Myasthenia gravis is another common autoimmune disease. This disease causes fluctuating muscle weakness and fatigue. The disease occurs due to detectable antibodies produced against the human acetylcholine receptor. The receptor contains a seven amino acid sequence (Trp-Thr-Tyr-Asp-Gly-Thr-Lys) in the α-subunit that demonstrates immunological cross-reactivity with a shared immunodominant domain of gpD of the herpes simplex virus (HSV). Similar to HIV-1, gpD also aids in binding to chemokines on the cell surface of the host to gain entry into the host. Cross-reactivity of the self epitope (α-subunit of the receptor) with antibodies produced against HSV suggests that the virus is associated with the initiation of myasthenia gravis. Not only does HSV cause immunologic cross-reactivity, but the gpD peptide also competitively inhibits the binding of antibody made against the α-subunit to its corresponding peptide on the α-subunit. Despite this, an autoimmune response still occurs.
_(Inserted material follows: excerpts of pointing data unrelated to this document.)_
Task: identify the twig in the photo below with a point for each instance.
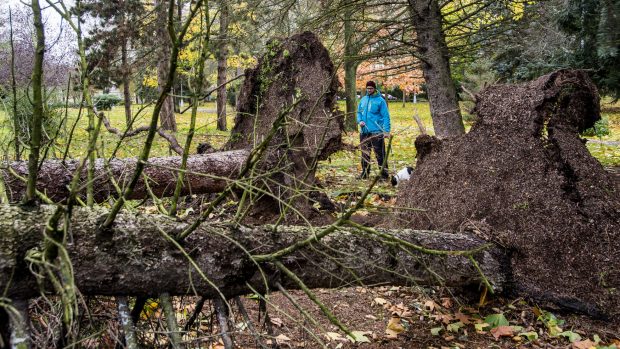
(171, 321)
(332, 318)
(126, 323)
(195, 314)
(222, 317)
(248, 321)
(20, 337)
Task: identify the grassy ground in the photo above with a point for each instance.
(341, 168)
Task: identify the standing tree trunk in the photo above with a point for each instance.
(350, 71)
(37, 101)
(445, 111)
(125, 68)
(167, 120)
(222, 56)
(16, 124)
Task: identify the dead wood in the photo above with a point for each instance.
(296, 68)
(523, 178)
(138, 258)
(208, 173)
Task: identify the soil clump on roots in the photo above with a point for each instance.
(294, 69)
(523, 178)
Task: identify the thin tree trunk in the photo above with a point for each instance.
(166, 117)
(222, 56)
(138, 256)
(196, 93)
(16, 125)
(445, 111)
(350, 72)
(126, 77)
(37, 100)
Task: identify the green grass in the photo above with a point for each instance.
(339, 171)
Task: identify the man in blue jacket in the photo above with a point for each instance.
(373, 118)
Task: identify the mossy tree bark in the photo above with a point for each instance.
(445, 111)
(208, 173)
(222, 56)
(37, 101)
(138, 256)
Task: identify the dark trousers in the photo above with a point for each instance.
(375, 142)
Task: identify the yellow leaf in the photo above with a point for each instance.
(282, 338)
(380, 301)
(587, 344)
(333, 336)
(394, 326)
(502, 331)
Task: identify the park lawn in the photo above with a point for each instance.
(340, 170)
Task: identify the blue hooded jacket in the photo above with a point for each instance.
(372, 110)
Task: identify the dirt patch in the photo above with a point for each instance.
(296, 68)
(523, 178)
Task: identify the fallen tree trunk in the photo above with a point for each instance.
(55, 176)
(137, 259)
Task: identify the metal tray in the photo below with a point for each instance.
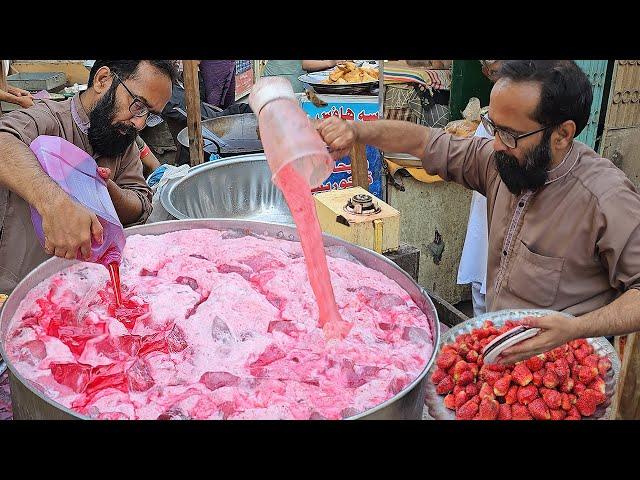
(434, 403)
(315, 80)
This further shows an immunologically significant sequence homology to the biologically active site of the human acetylcholine receptor.

== Control ==

There are ways in which autoimmunity caused by molecular mimicry can be avoided. Control of the initiating factor (pathogen) via vaccination seems to be the most common method to avoid autoimmunity. Inducing tolerance to the host autoantigen in this way may also be the most stable factor. The development of a downregulating immune response to the shared epitope between pathogen and host may be the best way of treating an autoimmune disease caused by molecular mimicry. Alternatively, treatment with immunosuppressive drugs such as ciclosporin and azathioprine has also been used as a possible solution. However, in many cases this has been shown to be ineffective because cells and tissues have already been destroyed at the onset of the infection.

== Conclusion ==

The concept of molecular mimicry is a useful tool in understanding the etiology, pathogenesis, treatment, and prevention of autoimmune disorders. Molecular mimicry is, however, only one mechanism by which an autoimmune disease can occur in association with a pathogen. Understanding the mechanisms of molecular mimicry may allow future research to be directed toward uncovering the initiating infectious agent as well as recognizing the self determinant. This way, future research may be able to design strategies for treatment and prevention of autoimmune disorders. The use of transgenic models such as those used for discovery of the mimicry events leading to diseases of the CNS and muscle disorders has helped evaluate the sequence of events leading to molecular mimicry.

== Related terms ==
- Viral apoptotic mimicry, defined by the exposure of phosphatidylserine (a marker for apoptosis) on the pathogen surface – in the case of apoptosis, the dead cell surface that is used to gain viral access to the interior of immune cells.